Use `serve --http` when building applications that consume the API directly.
Use `serve --acp` when an editor wants to talk to DeepSeek as an ACP agent.
### Verification
After adding, test the connection:
```bash
codewhale-tui mcp validate
codewhale-tui mcp tools codewhale
```
## Server Fields
Per-server settings:
- `command` (string, required)
- `args` (array of strings, optional)
- `env` (object, optional)
- `connect_timeout`, `execute_timeout`, `read_timeout` (seconds, optional)
- `disabled` (bool, optional)
- `enabled` (bool, optional, default `true`)
- `required` (bool, optional): startup/connect validation fails if this server cannot initialize.
- `enabled_tools` (array, optional): allowlist of tool names for this server.
- `disabled_tools` (array, optional): denylist applied after `enabled_tools`.
## Safety Notes
MCP tools now flow through the same tool-approval framework as built-in tools. Read-only MCP helpers (resource/prompt listing and reads) can run without prompts in suggestive approval modes, while side-effectful MCP tools require approval.

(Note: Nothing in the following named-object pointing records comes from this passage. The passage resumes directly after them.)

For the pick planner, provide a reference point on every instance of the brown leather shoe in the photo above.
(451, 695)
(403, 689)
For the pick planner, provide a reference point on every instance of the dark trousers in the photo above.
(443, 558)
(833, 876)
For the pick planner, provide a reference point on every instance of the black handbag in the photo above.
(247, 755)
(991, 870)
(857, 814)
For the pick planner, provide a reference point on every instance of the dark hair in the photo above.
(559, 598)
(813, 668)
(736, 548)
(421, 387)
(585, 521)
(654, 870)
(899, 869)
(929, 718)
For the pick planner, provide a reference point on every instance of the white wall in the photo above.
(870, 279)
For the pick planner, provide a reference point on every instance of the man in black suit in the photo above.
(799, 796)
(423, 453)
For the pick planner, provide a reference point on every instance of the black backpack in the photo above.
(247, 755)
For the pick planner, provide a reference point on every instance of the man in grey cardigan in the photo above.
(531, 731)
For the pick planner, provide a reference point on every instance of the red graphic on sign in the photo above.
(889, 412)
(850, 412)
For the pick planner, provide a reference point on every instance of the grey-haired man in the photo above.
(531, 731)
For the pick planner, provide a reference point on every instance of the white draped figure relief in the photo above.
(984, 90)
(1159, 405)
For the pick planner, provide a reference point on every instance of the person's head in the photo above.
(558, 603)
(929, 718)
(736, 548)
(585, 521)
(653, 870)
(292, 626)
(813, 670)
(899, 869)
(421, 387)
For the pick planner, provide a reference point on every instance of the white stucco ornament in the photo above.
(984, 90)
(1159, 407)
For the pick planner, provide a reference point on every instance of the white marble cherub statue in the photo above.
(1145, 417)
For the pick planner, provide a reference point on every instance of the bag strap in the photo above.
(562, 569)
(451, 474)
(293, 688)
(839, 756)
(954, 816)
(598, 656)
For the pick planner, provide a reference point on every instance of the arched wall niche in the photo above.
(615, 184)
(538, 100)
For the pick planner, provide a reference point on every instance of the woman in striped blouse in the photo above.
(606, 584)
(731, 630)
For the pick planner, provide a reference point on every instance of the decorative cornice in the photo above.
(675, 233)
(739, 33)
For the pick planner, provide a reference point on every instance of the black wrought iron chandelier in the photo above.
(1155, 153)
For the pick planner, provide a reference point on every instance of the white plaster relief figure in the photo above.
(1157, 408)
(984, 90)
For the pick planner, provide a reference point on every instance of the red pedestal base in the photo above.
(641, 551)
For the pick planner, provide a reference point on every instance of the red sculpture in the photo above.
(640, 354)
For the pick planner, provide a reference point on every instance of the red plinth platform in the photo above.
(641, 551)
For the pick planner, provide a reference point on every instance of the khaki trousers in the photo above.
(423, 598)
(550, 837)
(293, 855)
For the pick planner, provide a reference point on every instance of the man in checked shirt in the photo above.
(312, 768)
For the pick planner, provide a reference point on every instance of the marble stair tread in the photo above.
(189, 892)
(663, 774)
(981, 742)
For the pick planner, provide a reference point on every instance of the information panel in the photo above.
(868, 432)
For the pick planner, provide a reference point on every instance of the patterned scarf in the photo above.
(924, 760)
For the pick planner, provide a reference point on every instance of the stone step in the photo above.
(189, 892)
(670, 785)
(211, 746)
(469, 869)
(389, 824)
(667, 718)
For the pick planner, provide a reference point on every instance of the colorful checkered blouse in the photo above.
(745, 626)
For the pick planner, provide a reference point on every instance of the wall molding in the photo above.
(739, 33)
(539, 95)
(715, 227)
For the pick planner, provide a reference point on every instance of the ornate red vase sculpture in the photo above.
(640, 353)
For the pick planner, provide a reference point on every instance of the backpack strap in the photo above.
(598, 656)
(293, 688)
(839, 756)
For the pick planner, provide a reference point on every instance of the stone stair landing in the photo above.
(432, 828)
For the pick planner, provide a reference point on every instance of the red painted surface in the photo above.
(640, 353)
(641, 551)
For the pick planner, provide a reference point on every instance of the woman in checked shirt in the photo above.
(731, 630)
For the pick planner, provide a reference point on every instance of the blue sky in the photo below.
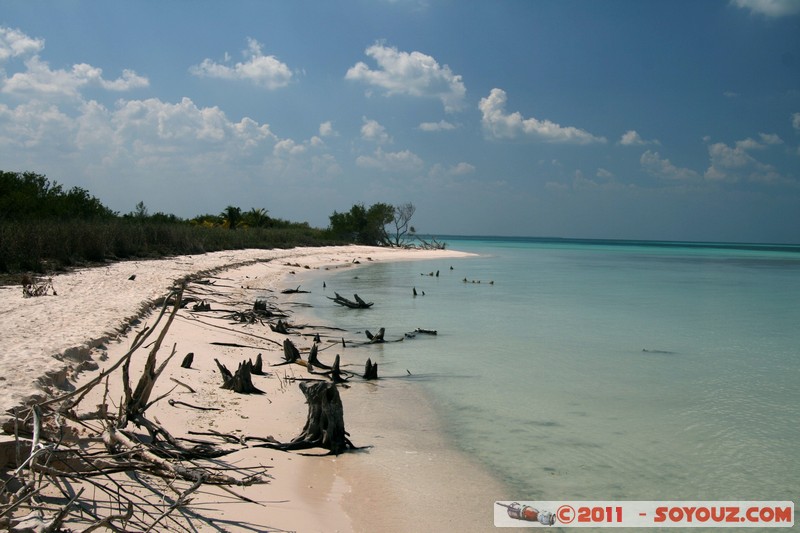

You should still only configure MCP servers you trust, and treat MCP server configuration as equivalent to running code on your machine.
## Troubleshooting
- Run `codewhale-tui doctor` to confirm the MCP config path it resolved and whether it exists.
- In the TUI, run `/mcp validate` to refresh the visible server/tool snapshot.
- If the MCP config is missing, run `codewhale-tui mcp init --force` to regenerate it.
- If tools dont appear, verify the server command works from your shell and that the server supports MCP `tools/list`.